Some of the people I talk to are worried about getting diabetes, but many others are like the ostrich with its head in the sand hoping that by some miracle it won’t happen to them. They tell me, “I just ignore it, hoping it will go away, or at least I won’t have to deal with it right now.” I ask, “What if you can prevent diabetes from happening to you?”

Their response is usually one of confusion and disbelief, and that’s when I know they are ready to listen. I explain that just because there are no complications appearing right now, in time, there will be and then it is most likely too late to stop it.

My clients want to be active as they get older and enjoy life with friends and family. I show them how they can prevent diabetes from robbing them of their best quality of life.
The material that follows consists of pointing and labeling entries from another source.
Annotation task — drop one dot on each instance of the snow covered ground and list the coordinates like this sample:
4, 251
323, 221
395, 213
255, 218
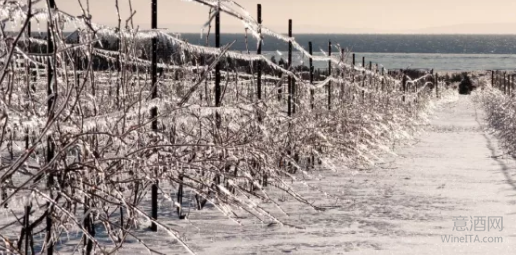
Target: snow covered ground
407, 205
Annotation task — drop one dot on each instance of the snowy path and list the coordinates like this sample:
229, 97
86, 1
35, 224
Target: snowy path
405, 206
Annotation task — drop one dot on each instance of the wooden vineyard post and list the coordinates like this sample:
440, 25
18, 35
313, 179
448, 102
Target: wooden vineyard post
259, 63
154, 110
217, 70
404, 86
28, 74
312, 92
492, 79
343, 77
437, 85
363, 80
353, 77
289, 65
329, 75
311, 63
50, 142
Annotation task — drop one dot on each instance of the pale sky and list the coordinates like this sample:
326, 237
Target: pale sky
323, 16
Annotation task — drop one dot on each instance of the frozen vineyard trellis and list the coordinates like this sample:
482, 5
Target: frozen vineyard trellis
82, 147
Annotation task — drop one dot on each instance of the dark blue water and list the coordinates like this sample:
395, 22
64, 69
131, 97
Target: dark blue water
440, 52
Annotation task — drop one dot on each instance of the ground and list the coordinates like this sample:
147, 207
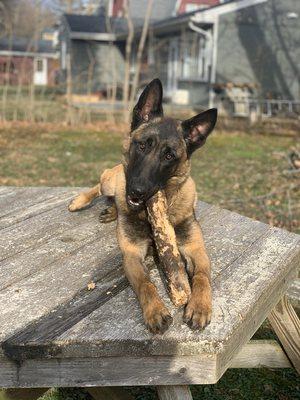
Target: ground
247, 173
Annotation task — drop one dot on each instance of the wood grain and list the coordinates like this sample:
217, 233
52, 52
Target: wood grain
174, 393
109, 393
62, 334
22, 394
286, 325
261, 353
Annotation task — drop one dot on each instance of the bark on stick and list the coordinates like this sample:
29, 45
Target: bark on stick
169, 256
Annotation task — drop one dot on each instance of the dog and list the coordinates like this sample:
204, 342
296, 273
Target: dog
157, 156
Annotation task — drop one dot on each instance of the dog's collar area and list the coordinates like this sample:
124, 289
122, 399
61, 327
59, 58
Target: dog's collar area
134, 202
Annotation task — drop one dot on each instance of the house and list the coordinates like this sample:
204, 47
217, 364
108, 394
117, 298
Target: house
203, 51
23, 62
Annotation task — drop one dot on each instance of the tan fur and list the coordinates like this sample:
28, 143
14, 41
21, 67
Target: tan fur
181, 198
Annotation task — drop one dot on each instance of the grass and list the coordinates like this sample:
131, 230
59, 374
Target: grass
242, 172
245, 173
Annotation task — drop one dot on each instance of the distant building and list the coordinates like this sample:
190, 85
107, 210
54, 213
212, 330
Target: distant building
23, 62
203, 51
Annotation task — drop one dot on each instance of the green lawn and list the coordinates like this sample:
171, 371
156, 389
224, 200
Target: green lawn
243, 172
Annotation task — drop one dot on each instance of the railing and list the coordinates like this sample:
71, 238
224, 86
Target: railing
265, 107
Who Wants to Think About Diabetes?

I get it! It is hard to think about a disease that you cannot see. Of course, you can’t see the tiny blood vessels inside your body and what is happening to them. You can’t possibly know when they start leaking and oozing. You don’t imagine your peripheral nerves starting to have problems transmitting signals to your legs and feet. That’s why you are caught by surprise when your feet feel like pins and needles sticking in them, like both feet fell asleep only 100 times worse. And, you don’t know that the tingling and burning doesn’t stop when the blood flow returns.

These are just some of the symptoms experienced by people with diabetes.
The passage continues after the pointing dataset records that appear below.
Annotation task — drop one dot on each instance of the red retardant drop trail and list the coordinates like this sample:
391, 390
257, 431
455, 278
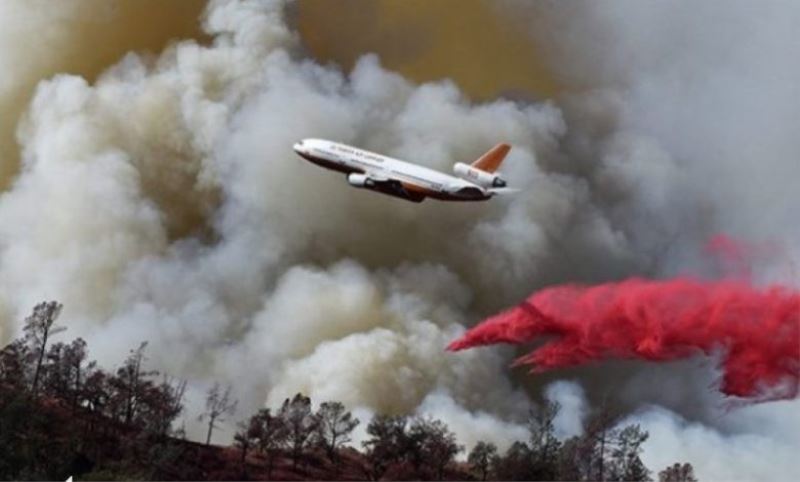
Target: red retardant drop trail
755, 331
Imagine what your life would be like if you don’t do something now to prevent diabetes from happening to you.

Diabetes Can Affect Your Quality of Life

Diabetes affects your kidneys, reducing their ability to clear waste from your body, and eventually not at all. When you have a build-up of toxins in your body, guess what?  You don’t live long after that! If you do, you will almost certainly live with dialysis taking up much of your day and at least three days of your week. That’s no quality of life!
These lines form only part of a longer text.